Other buffers attenuate the slow depolarization. A, Responses of horizontal cells to a 2000 μm spot square wave stimulus modulated at 2 Hz (stimulus trace below) at two concentrations of Tris (above) and MOPS (below). Both Tris and MOPS decrease the depolarization in a dose-dependent manner. B, Ratio of depolarization to hyperpolarization (Depol./Hyperpol.) as a function of buffer capacity for all buffers tested. The effect of all buffers on the depolarization is correlated with their buffering capacity (n = 3, 4, or 5) (see Results). C, Ratio of depolarization to hyperpolarization at 5 mm buffer as a function of buffer p_Ka. Buffers with p_Ka values closer to our experimental pH had a stronger effect on the depolarization (n = 3, 4, or 5) (see Results).

Figure 7.

H1 cell receptive field in the presence of HEPES. A, Horizontal cell response as a function of spot diameter in the absence (solid line) and presence (dashed line) of HEPES. Stimuli were spots sinusoidally modulated at 2 Hz. Response amplitude was measured as the strength of the Fourier component of the membrane voltage at the stimulus frequency, normalized to the maximum amplitude. HEPES causes responses to plateau at larger spot sizes, indicating larger receptive field size (n = 9).
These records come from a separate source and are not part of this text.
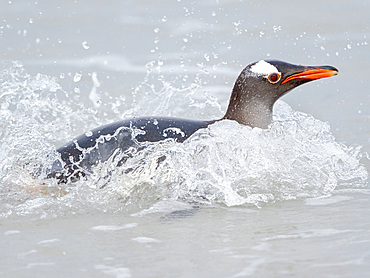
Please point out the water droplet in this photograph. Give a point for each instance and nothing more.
(77, 77)
(85, 45)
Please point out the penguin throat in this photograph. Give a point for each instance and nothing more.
(253, 112)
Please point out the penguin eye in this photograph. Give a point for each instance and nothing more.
(274, 77)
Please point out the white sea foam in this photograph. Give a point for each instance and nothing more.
(296, 157)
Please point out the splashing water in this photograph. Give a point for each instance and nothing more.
(230, 164)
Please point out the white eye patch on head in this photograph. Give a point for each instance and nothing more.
(264, 68)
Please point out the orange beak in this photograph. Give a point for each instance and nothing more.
(313, 73)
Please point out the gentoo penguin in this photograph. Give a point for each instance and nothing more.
(256, 90)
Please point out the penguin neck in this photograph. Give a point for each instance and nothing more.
(250, 109)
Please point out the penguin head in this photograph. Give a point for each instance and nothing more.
(271, 79)
(261, 83)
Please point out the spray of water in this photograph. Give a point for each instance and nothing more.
(230, 164)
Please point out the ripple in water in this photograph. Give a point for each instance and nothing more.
(229, 164)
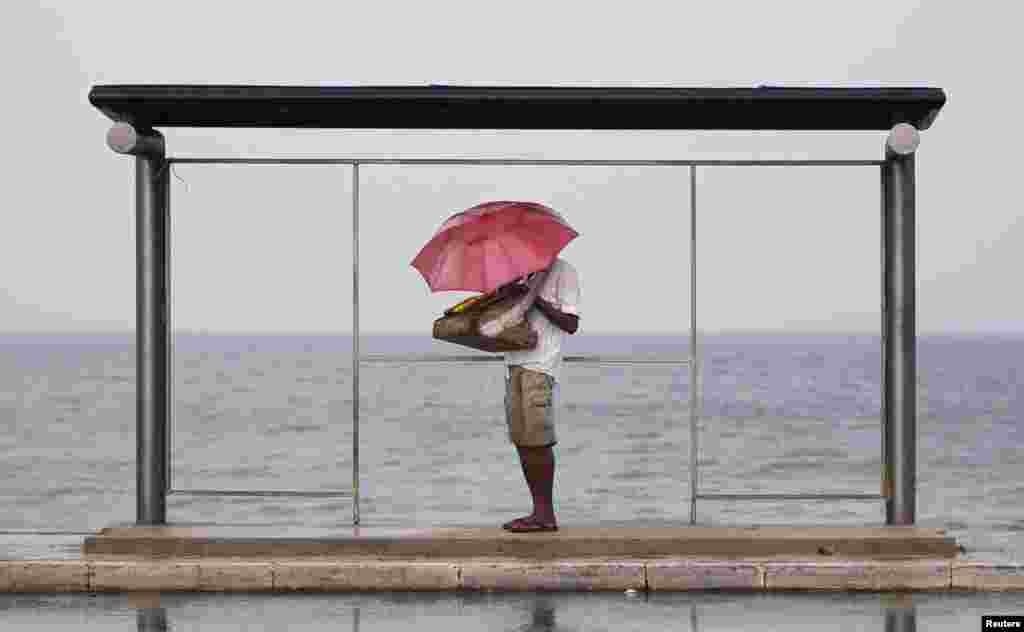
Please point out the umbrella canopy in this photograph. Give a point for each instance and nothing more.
(492, 244)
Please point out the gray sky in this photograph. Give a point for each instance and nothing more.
(259, 249)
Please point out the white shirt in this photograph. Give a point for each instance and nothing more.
(561, 289)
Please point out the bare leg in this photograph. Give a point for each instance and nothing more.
(539, 469)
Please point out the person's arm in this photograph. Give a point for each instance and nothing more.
(568, 323)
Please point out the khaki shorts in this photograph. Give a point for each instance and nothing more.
(529, 408)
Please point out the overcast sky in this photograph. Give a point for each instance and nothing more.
(269, 248)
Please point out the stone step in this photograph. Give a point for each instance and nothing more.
(569, 542)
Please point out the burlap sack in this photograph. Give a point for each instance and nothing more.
(464, 328)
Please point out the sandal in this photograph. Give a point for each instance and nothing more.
(528, 524)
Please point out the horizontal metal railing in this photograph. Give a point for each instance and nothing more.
(597, 360)
(525, 162)
(355, 163)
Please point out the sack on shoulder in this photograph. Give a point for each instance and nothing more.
(464, 327)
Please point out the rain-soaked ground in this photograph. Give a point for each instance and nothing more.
(512, 612)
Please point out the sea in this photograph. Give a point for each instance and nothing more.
(776, 413)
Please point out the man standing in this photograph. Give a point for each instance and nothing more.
(531, 386)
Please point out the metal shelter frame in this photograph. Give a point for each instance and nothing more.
(137, 109)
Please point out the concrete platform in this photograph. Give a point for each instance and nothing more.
(268, 558)
(496, 574)
(190, 541)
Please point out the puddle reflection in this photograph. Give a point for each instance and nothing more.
(509, 612)
(542, 613)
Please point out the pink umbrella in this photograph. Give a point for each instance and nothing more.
(492, 244)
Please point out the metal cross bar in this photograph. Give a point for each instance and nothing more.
(438, 357)
(791, 497)
(337, 494)
(526, 162)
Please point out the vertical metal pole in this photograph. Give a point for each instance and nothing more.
(355, 343)
(900, 300)
(886, 474)
(152, 203)
(694, 397)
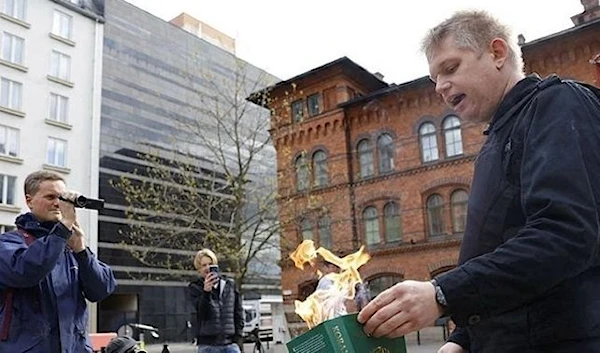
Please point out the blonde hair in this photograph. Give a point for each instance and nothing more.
(205, 253)
(473, 30)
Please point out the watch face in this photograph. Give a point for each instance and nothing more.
(439, 296)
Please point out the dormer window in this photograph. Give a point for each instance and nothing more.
(314, 104)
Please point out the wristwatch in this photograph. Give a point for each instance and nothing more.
(440, 298)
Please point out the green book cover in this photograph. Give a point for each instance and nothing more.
(343, 335)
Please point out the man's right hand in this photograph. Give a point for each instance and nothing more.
(451, 347)
(210, 280)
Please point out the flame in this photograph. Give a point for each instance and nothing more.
(327, 303)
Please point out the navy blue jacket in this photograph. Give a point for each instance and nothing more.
(529, 275)
(219, 313)
(51, 287)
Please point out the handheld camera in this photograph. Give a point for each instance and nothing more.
(85, 202)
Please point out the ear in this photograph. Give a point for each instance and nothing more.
(28, 200)
(499, 51)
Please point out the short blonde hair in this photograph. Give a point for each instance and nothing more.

CTR, Control. B, Horizontal cell response as a function of annulus inner diameter (outer diameter was fixed at 2000 μm) in the absence (solid line) and presence (dashed line) of 20 mm HEPES. Stimuli and measurement parameters were the same as in A. Responses are stronger at larger annulus inner diameters in the presence of HEPES, indicating larger receptive field size (n = 9).